In Relyence Reliability Prediction, use the Analysis Tree to define your products and its subsystems.
3. Add your parts
Once your subsystems are defined, you add all the parts that make up each subsystem. For example, if you are looking at a Motherboard, you add in each and every component on that Motherboard. You must know the types of all your parts (resistor, capacitor, IC, etc.) and enter these in order to perform a reliability prediction.
For each part type, there are a number of specific data parameters that are used to compute the device failure rate. Relyence Reliability Prediction automatically asks for the set of parameters needed to compute a failure rate based on the standard or standards employed. You may not know every value needed, but you can leave the value blank and Relyence Reliability Prediction will use an acceptable, average value as a default.
If you know the manufacturer Part Numbers, you can enter those, and Relyence Reliability Prediction will look up the number in its database and, if found, pull in available specific data values. You can also create your own Parts Library so that you only need to enter a part one time and then reuse it.

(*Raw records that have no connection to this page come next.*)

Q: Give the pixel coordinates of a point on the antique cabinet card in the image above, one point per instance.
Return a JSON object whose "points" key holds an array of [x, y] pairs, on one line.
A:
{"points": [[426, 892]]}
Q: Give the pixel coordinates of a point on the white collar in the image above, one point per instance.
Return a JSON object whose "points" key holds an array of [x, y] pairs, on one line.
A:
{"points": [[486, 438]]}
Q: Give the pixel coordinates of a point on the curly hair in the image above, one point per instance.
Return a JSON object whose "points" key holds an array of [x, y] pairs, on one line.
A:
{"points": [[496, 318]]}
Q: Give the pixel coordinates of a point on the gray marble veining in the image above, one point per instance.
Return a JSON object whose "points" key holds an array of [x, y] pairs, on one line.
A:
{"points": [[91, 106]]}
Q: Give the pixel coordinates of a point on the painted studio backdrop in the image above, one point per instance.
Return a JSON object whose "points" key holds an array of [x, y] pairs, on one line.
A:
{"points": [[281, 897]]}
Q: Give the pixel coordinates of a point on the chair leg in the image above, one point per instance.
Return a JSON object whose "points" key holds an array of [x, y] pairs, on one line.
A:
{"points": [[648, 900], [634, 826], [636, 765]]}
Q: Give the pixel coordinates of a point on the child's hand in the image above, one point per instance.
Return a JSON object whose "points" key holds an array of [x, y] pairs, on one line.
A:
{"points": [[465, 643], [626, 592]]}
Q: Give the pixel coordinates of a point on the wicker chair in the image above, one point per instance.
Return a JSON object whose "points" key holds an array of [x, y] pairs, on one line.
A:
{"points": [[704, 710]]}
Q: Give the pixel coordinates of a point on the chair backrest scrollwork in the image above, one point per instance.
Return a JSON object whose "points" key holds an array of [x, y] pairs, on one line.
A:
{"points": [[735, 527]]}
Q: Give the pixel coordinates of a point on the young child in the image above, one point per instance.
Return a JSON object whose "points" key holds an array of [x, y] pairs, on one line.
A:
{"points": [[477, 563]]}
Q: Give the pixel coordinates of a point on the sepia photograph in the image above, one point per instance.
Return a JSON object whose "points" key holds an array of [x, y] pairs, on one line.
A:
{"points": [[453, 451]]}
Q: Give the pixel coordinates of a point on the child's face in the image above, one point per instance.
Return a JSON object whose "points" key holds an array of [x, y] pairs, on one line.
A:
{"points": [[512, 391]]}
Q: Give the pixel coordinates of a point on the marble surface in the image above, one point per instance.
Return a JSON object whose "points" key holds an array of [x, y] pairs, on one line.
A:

4. Calculate failure rate and MTBF
When all your data has been entered, a reliability calculation can be performed. Relyence Reliability Prediction will compute a failure rate for every part in your system, each subsystem, and an overall system failure rate. MTBF values will also be computed.
5. Evaluate failure rates
Once calculations are complete, you can review the failure rates to see if there are areas of high failure rate that are of concern. If so, go back and evaluate those areas and try out different design options to lower the failure rate. The more you lower the overall failure rate of your product, the better your reliability will be.
By looking at individual parts and their associated pi factors, you can determine how effective particular design changes will be. For example, if the Pi T factor for a particular part is very high, that means that lowering the temperature (the determination for Pi T) will bring down the failure rate. Perhaps adding a fan to this component can lower its operating temperature, resulting in a lower failure rate.
6. Continue to refine your analysis
As your product evolves, update your reliability analysis to reflect those changes and rerun your calculations. Also, if you have left data parameters you did not know blank, go back and enter known values as they become available. The more accurate the data in your analysis, the better your overall prediction analysis will be.